Sonuç itibariyle verginin amacı ek gelire ihtiyacı olan bölgeyi kalkındırmak, kitle turizminden oluşan ilave masraf ve gerekli ilave yatırımlara ilave bir kaynak oluşturmak. Bu kaynağında en faydalı kullanımı için en kısa ve en yakın yönetimlere güvenerek, kullanımı da doğrudan onların eline, onların kararına bırakılmıştır. Hem demokratik hem de çağdaş bir yol seçilmiş. Ben Baden-Baden’da bizzat yönetiminde bulunduğum oteller adına bu toplantılara katıldım ve görüş bildirdim, oy kullandım.
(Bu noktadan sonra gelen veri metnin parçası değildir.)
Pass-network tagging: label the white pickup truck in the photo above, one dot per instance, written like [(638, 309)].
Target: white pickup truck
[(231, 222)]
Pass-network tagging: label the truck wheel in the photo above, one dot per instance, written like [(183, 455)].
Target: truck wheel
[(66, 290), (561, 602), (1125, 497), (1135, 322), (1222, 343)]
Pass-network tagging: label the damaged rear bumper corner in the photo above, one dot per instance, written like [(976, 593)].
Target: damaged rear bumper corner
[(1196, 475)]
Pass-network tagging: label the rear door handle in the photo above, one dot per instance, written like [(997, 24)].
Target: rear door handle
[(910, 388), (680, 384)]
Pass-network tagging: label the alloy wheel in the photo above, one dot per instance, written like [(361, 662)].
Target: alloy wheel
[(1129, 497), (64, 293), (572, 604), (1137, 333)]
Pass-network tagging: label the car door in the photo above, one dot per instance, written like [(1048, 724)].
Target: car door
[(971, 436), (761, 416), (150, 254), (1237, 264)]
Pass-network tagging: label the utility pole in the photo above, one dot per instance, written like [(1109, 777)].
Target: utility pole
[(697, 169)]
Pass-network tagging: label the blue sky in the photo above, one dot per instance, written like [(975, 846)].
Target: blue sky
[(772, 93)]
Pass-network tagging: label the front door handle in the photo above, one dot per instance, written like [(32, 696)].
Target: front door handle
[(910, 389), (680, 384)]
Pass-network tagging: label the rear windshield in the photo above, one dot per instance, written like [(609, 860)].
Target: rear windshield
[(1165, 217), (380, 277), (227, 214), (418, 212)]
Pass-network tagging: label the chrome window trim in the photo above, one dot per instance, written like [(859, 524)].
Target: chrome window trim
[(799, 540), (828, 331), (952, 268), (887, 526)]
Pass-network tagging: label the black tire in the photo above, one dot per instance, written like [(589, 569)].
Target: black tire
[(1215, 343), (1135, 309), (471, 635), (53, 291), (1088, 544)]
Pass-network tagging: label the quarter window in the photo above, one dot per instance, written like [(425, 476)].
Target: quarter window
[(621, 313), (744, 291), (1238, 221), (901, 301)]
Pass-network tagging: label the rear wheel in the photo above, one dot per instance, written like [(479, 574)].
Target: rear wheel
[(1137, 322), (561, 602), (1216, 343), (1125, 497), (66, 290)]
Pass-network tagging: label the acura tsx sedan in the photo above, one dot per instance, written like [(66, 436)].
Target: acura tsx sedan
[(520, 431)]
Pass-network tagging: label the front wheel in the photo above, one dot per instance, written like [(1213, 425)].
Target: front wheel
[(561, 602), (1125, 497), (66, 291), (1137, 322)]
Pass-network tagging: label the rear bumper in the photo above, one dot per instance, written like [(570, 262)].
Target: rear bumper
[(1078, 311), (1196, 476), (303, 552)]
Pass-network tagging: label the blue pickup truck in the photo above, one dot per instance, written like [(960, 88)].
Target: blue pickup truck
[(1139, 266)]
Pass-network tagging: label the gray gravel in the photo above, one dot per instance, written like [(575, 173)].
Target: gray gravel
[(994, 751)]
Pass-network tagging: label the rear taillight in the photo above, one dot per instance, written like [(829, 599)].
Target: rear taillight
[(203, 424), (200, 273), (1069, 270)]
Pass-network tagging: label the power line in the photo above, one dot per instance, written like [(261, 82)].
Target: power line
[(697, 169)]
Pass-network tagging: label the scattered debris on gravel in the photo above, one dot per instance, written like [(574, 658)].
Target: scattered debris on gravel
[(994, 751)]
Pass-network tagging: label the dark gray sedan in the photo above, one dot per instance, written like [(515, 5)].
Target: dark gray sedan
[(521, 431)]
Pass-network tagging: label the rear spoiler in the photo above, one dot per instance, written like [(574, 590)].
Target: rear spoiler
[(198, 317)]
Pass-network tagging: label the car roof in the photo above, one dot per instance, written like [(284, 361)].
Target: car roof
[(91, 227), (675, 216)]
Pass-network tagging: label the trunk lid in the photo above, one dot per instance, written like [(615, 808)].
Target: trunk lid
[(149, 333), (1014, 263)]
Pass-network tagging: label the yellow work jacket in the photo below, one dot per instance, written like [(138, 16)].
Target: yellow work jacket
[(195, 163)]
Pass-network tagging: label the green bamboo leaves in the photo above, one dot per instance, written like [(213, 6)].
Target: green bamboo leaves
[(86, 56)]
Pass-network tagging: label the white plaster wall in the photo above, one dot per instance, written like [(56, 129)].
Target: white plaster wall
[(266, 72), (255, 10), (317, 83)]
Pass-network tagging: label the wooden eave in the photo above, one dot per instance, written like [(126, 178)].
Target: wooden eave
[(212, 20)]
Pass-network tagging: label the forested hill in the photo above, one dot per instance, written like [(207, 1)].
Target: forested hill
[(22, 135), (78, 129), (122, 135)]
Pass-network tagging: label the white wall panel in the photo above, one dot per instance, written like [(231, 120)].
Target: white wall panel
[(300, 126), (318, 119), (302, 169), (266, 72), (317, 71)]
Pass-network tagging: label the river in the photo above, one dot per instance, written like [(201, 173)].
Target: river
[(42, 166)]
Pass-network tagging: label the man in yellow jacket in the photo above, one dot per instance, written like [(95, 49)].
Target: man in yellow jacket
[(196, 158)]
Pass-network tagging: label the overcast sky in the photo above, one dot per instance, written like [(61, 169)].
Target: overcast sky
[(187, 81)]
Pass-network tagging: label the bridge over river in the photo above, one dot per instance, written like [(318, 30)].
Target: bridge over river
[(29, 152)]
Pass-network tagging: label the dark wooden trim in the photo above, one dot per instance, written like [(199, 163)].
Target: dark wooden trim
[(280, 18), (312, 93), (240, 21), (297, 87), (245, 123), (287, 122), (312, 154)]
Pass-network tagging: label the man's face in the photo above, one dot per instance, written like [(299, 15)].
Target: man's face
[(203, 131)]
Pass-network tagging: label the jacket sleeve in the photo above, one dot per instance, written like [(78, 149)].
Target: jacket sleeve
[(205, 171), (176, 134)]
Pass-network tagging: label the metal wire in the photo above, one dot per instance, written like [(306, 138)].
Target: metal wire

BU nedenle sistemin başarılı ve sorunsuz bir şekilde uygulanabilir olduğunu biliyorum.
Bu şekilde belki ilerde Türkiye’de de bu verginin daha farklı bir şekilde uygulanmasına biraz olsun ışık tuttum, bu örneklerle bilhassa otel sektörüne belki faydalı bilgiler aktarabilmişimdir. Umarım bu vergilerin bizde de gerekli altyapı, modernizasyon, çevre ve bilhassa “Lifestyle” konusundaki bölgesel ihtiyaçlara faydası olur, geriye dönüşümü sağlanır.